When doing destruction, look at the material and break it accordingly. Wood planks wouldn't break into triangular chunks, and nor would brick walls. Breaking them up into individual bricks or planks would make it look a lot better unless there's some kind of funky magical forces causing them to break that way on purpose.
The wall in the inn seems weird too because it's just breaking into weirdly long planks and opening outwards almost. As for the floating island itself, it'd improve it a lot if you used displacements instead of just making it a big cone, then you could shape it more interestingly, and maybe add more flying debris and chunks of land floating elsewhere.

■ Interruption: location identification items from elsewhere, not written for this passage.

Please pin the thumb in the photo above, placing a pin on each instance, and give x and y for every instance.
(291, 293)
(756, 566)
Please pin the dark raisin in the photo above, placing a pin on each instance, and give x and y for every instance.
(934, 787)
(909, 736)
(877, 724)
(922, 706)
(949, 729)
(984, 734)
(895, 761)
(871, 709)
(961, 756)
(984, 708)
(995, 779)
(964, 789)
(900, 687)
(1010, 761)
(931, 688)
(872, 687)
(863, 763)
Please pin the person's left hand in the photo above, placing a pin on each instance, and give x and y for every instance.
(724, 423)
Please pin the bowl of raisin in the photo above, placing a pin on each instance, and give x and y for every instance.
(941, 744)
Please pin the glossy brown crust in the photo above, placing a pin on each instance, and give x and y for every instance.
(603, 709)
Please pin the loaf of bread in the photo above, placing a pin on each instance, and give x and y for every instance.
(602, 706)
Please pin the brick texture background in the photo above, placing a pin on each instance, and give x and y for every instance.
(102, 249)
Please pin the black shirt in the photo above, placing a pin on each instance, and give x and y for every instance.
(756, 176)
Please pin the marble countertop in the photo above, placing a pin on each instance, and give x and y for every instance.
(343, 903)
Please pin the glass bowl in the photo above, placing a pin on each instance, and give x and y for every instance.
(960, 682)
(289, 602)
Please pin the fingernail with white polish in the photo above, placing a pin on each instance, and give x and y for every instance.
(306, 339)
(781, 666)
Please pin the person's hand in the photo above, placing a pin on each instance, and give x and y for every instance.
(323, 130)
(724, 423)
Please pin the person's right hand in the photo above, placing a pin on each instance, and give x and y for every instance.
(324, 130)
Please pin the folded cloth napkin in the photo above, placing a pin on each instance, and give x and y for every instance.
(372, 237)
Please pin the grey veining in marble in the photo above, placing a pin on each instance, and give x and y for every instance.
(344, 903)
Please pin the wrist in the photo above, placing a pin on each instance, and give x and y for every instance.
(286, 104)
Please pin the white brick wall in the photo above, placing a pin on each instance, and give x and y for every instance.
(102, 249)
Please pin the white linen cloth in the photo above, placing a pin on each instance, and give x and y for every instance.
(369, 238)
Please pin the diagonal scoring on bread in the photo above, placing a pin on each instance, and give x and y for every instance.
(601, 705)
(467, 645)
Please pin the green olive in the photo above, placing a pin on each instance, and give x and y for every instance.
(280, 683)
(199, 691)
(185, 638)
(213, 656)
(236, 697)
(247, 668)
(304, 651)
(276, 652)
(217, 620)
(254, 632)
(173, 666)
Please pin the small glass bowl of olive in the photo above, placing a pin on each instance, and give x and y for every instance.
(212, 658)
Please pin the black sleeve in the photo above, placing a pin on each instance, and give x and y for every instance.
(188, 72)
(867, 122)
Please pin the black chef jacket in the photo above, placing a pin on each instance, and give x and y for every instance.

The skybox also seems pretty odd, If you've got your light_environment inside the actual map, then it won't light the 3d skybox, if you have your light_environment in the 3d skybox, it'll still work the same as it would if it was placed inside the map area. A custom skybox texture probably would've helped you out here, too, since most HL2 skyboxes don't have a bottom to them.
More detail like piles of debris and rubble around the buildings would look good, and maybe just some town props scattered around, it's weird how nowhere has windows, and the doorframes are all empty.
When making medieval maps as well, it's a good idea to look at reference material, since currently, to be fair, your buildings are just blocks with stone textures slapped on them, and aren't really very interesting
. If you have your own architectural style to fit the setting, that's fine, but it's a little bland if the buildings are meant to be blocky and simplistic. Detail in buildings always makes them look more interesting and beleivable. I know medieval architecture is hard to do and i'm not amazing at it myself, but it's easy to kind of recreate if you look at reference pictures and try to recreate styles.